Если события можно принять за наваждение, плод безумия, если исчезают их истинные свидетели, если гибнет самое место, связанное с чем-то странным (как сгорают уединенный домик на Васильевском в одноименном рассказе и замок в «Латнике»), то все это не расшатывает, но лишь укрепляет веру в таинственное. Ирония всегда готова обернуться на самое себя, за внешне простодушным объяснением мерцает недосказанность, которую не хочет и не может преодолеть играющий с читателем сочинитель.
Устанавливается своеобразная конвенция между автором и читателем: они готовы подтрунивать друг над другом, мистифицировать друг друга, но все же связаны некоторым единством — ощущением избранности, приобщенности к тайне. Писатель-романтик близок не только своему герою, но и своей аудитории, кружку «посвященных», к которым причисляет себя и читатель. Поэтому романтические новеллы легко циклизуются. «Вечер на Хопре» М. Н. Загоскина, «Рассказы на станции» В. Н. Олина — это циклы с «обрамлением»; собеседники, которых свело приятельство или случай, обмениваются чудесными историями, вместе разбираются в том, что, как сказал Гамлет и любили повторять в романтическую эпоху, «вашей философии не снилось». Первый же сборник романтических новелл «Двойник, или Мои вечера в Малороссии» Антония Погорельского строился как диалог автора и… его двойника.
Если писатель и не создавал особой рамки для своих рассказов, а просто соединял их в сборник («Мечты и жизнь» Н. А. Полевого, «Рассказы о былом и небывалом» Н. А. Мельгунова), то и тогда диалогический мотив сохранялся. Рассказы вступали в сложное взаимодействие, их смыслы переливались, подсвечивали друг друга, контрастировали. И пo-прежнему сохранялся образ понимающего слушателя или читателя, способного проникнуться чувствами героев и их творца. Примечательна реакция слушателей на рассказ Леонида в «Блаженстве безумия» Н. А. Полевого. Задумчивая голубоглазая девушка спрашивает героя с надеждой: «Вы не выдумали?» — «И не думал, — отвечал Леонид. — Неужели и вы скажете: так не любят?» — «О нет! Верю, чувствую, что так можно любить, но… Леонид?» — «Если иначе не смеешь любить, скажи, милый друг: не блаженство ли безумие Антиоха и смерть Адельгейды?»

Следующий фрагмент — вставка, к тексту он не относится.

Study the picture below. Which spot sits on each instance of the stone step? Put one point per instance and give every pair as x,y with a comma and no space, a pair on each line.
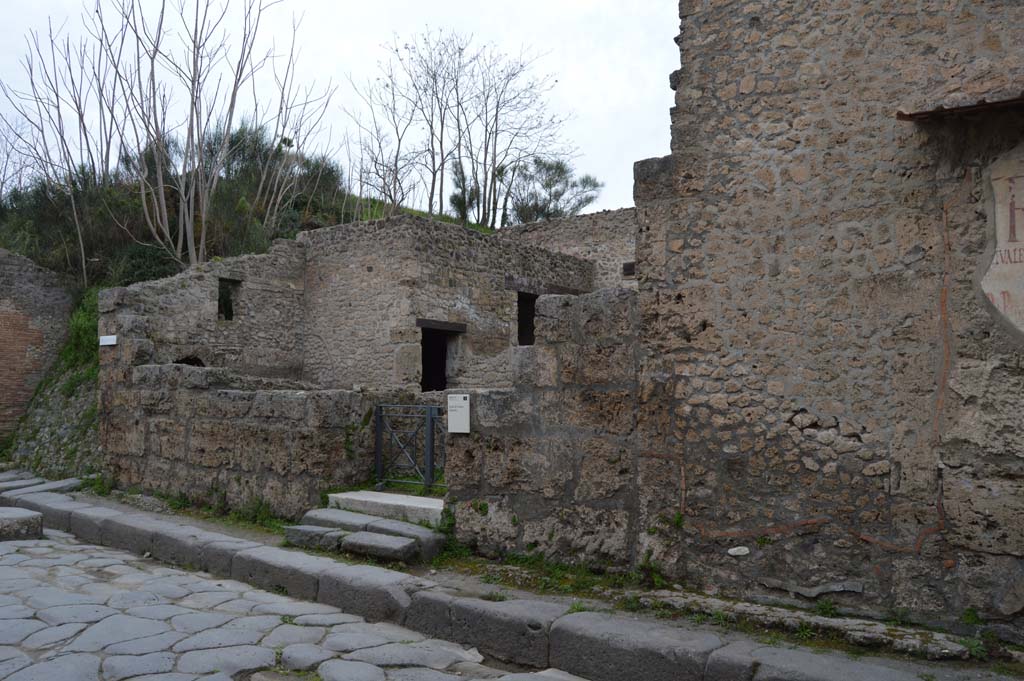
332,517
19,523
377,545
385,547
428,542
386,505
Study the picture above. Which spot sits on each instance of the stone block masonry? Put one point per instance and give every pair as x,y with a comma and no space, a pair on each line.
35,305
253,379
825,382
553,464
607,239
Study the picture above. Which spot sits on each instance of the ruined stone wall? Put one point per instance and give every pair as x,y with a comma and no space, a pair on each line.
823,381
177,318
368,284
222,438
35,306
551,464
606,239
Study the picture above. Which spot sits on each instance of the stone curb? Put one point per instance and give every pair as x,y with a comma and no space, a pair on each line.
540,634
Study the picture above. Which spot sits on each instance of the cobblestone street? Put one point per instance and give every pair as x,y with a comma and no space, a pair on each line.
72,611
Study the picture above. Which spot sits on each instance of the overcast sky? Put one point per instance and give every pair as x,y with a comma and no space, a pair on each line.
611,58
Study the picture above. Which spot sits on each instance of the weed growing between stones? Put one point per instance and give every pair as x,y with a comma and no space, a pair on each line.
825,607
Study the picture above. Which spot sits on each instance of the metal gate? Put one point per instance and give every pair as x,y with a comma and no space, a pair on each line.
409,443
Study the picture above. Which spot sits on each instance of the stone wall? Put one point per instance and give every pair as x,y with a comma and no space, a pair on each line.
179,318
221,438
35,306
606,239
259,408
551,465
828,384
369,283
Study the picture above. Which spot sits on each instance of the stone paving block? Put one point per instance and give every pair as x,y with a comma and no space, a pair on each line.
306,537
131,531
70,484
732,663
515,631
298,573
374,593
332,517
343,670
183,545
786,665
66,668
18,483
216,557
19,523
603,647
228,661
86,523
385,547
430,543
55,508
430,613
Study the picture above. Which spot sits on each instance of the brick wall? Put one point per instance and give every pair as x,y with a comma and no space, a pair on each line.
34,310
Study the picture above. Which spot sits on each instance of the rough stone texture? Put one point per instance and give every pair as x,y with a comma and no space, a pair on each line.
270,414
607,239
818,374
515,631
367,285
821,371
34,310
607,648
18,523
552,465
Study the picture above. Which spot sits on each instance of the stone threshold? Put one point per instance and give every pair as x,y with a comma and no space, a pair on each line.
531,633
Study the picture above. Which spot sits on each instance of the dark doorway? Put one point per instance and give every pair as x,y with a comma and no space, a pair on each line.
227,296
434,359
527,317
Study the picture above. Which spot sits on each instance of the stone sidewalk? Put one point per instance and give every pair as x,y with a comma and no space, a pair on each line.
72,611
518,634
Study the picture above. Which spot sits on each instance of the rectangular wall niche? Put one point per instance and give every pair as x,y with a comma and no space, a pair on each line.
526,307
227,298
437,345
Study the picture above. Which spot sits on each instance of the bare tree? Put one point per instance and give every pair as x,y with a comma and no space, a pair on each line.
386,145
475,113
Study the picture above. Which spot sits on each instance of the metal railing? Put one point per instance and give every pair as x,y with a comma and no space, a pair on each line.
409,443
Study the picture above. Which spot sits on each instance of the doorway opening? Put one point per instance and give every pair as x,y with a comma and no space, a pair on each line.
437,344
526,309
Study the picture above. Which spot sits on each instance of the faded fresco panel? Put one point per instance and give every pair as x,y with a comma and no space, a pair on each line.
1004,283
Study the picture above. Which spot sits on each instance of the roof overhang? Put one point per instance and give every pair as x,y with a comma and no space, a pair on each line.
981,107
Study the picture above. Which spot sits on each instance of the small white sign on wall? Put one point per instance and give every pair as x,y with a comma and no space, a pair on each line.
458,414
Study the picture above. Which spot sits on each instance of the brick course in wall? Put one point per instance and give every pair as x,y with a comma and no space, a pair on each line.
34,309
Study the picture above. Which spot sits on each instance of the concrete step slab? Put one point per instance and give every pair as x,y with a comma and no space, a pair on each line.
314,537
332,517
385,547
387,505
429,542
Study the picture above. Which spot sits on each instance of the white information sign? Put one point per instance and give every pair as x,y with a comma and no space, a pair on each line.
458,414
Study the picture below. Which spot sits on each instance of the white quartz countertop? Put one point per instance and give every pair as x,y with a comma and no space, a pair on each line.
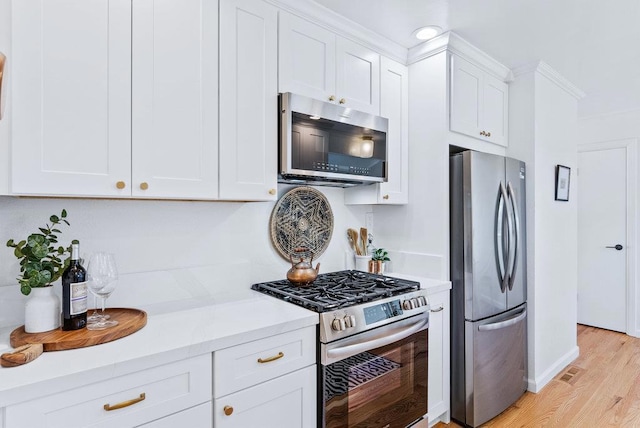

Я не вслушался в ответ и не знаю, что отвечали Леониду. Финальная реплика словно приоткрывает дверь в новую историю — об ином (и все том же) блаженстве безумия, о таинствах всепоглощающей страсти, что способны постигнуть лишь духовные двойники героев.
Писатель-романтик верит, что его читатель оценит и поймет любовь Адели и Дмитрия, а потому достоин быть посвященным в дневники умершего героя друга автора («Адель» М. П. Погодина); верит, что читатель не удовлетворится рациональными объяснениями загадочной жизни крестьянки-провидицы Энхен («Орлахская крестьянка» В. Ф. Одоевского); верит, что за маскарадными несуразицами будет усмотрена благодетельная воля, останавливающая светского льва на пороге падения («Черный гость» Бернета). Писатель верит, что читатель думает о тех же тайнах, с которыми сталкиваешься на каждом шагу — стоит лишь захотеть.
И расчет оправдывался. Таинственные повести читали, пересказывали, слушали. Представление о том, что душа человеческая — тайна, постепенно укреплялось в сознании. Устойчивые метафоры обретали новые смыслы: например, отождествление светского общества с адом, иронично намеченное в «Уединенном домике на Васильевском» и на редкость прямолинейно проведенное в «Странном бале» Олина, становится символическим подтекстом во многих повестях Одоевского, в «Поединке» Е. П. Ростопчиной (линия «темного героя» — Валевича, стремящегося погубить чистого энтузиаста Дольского). Традиционное противопоставление одинокого героя внешнему миру совмещалось с многообразием трактовок этого героя (демонический убийца, светлый энтузиаст, чудак, художник, безумец, одержимый искусством и т. п.). Как уже говорилось выше, романтические новеллы тяготели к циклизации, а читатель невольно расширял циклы, в его сознании персонажи Бестужева (Марлинского) и Одоевского, Ростопчиной и Загоскина, Полевого и Кукольника начинала сближаться. Каждый из них становился лишь гранью загадочного лица, тревожившего сон отроковиц и выливающего зависть у юношей.